Initiative co-sponsor, Kodiak Island Borough Mayor Jerome Selby says it shouldn’t take this long to figure out how much it will cost to run a program that just closed down in July.
“Seems like every opportunity to delay that they take that opportunity,” Selby says. “And it reduces our amount of time to be able to collect the signatures, and give the people in the state of Alaska the chance to have a voice in an important program.”
Selby says sponsors were initially led to believe the booklets would be available last week. The latest delay comes after Lieutenant Governor Mead Treadwell took the full 60 days to review the initiative application.
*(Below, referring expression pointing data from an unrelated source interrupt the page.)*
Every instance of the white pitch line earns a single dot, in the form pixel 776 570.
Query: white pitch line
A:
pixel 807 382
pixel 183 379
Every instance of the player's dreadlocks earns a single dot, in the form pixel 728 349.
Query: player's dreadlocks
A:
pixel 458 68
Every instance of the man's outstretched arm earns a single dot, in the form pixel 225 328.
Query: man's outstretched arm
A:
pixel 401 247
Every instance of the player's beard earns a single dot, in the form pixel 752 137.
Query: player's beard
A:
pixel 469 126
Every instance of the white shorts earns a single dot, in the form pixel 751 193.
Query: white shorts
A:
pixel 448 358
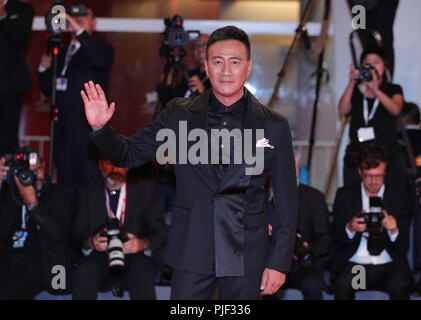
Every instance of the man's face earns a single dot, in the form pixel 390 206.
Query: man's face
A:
pixel 228 68
pixel 199 49
pixel 373 178
pixel 87 22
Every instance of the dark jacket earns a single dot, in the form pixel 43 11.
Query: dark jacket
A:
pixel 313 220
pixel 53 217
pixel 144 216
pixel 15 30
pixel 220 227
pixel 347 203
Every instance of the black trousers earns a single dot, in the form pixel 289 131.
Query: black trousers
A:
pixel 10 108
pixel 393 278
pixel 193 286
pixel 309 280
pixel 91 276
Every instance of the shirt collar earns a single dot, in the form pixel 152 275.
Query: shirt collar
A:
pixel 237 108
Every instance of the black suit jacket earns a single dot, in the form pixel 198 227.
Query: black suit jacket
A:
pixel 313 220
pixel 144 215
pixel 15 30
pixel 53 216
pixel 220 227
pixel 347 203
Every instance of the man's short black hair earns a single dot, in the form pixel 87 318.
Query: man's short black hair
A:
pixel 373 50
pixel 371 157
pixel 411 111
pixel 229 33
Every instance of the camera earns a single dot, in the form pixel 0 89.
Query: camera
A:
pixel 301 251
pixel 373 220
pixel 19 164
pixel 365 73
pixel 54 23
pixel 116 237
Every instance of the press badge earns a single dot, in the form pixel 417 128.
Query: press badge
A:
pixel 61 84
pixel 19 239
pixel 366 134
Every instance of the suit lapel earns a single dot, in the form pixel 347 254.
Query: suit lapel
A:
pixel 199 120
pixel 253 121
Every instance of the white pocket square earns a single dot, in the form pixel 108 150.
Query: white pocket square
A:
pixel 264 143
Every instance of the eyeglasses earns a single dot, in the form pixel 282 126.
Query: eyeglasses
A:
pixel 373 176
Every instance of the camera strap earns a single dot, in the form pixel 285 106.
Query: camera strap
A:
pixel 368 117
pixel 121 207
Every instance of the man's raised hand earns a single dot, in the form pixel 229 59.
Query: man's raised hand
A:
pixel 97 111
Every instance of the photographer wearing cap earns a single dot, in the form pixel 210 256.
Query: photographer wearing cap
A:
pixel 34 227
pixel 15 30
pixel 373 104
pixel 129 261
pixel 375 236
pixel 198 82
pixel 84 58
Treadwell’s Deputy Chief of Staff Barbara Propes says the cost estimate has taken longer than expected due to the Office of Management and Budget preparing the Governor’s 2013 spending plans, released today (Thursday). She also says the coastal management program outlined in the initiative is more complex than the one that shut down earlier this year.
“We’re looking at the changes and that’s what the department heads were told to do and need to do by law,” says Propes. “To see where and if there were any changes, and to make sure that we have dollars assigned. And that’s basically, pretty routine – I mean, we got it from Law, we sent it to OMB, they’re looking at it, we’re looking to make sure we have all the costs covered and then we’ll get it to print.”
Propes says her best guess is that the final cost report will be headed to Division of Elections “in the next two days.”
Sponsors are hoping to collect about 26-thousand signatures by the start of the legislative session on January 17th. That would guarantee the initiative a spot on the fall 2012 statewide ballot, and give lawmakers an opportunity to enact substantially similar legislation instead. Selby says the group has signature gatherers mobilized in every district in the state. But he says backers hadn’t planned on doing much gathering the week before Christmas.
The coastal management program served as a one-stop federal and state permitting agency for developers hoping to build along Alaska’s coastline. But it also gave local communities an opportunity for input on the projects. It closed after lawmakers and the Parnell Administration failed to reach a deal to keep it open.
Casey Kelly is a reporter at KTOO in Juneau.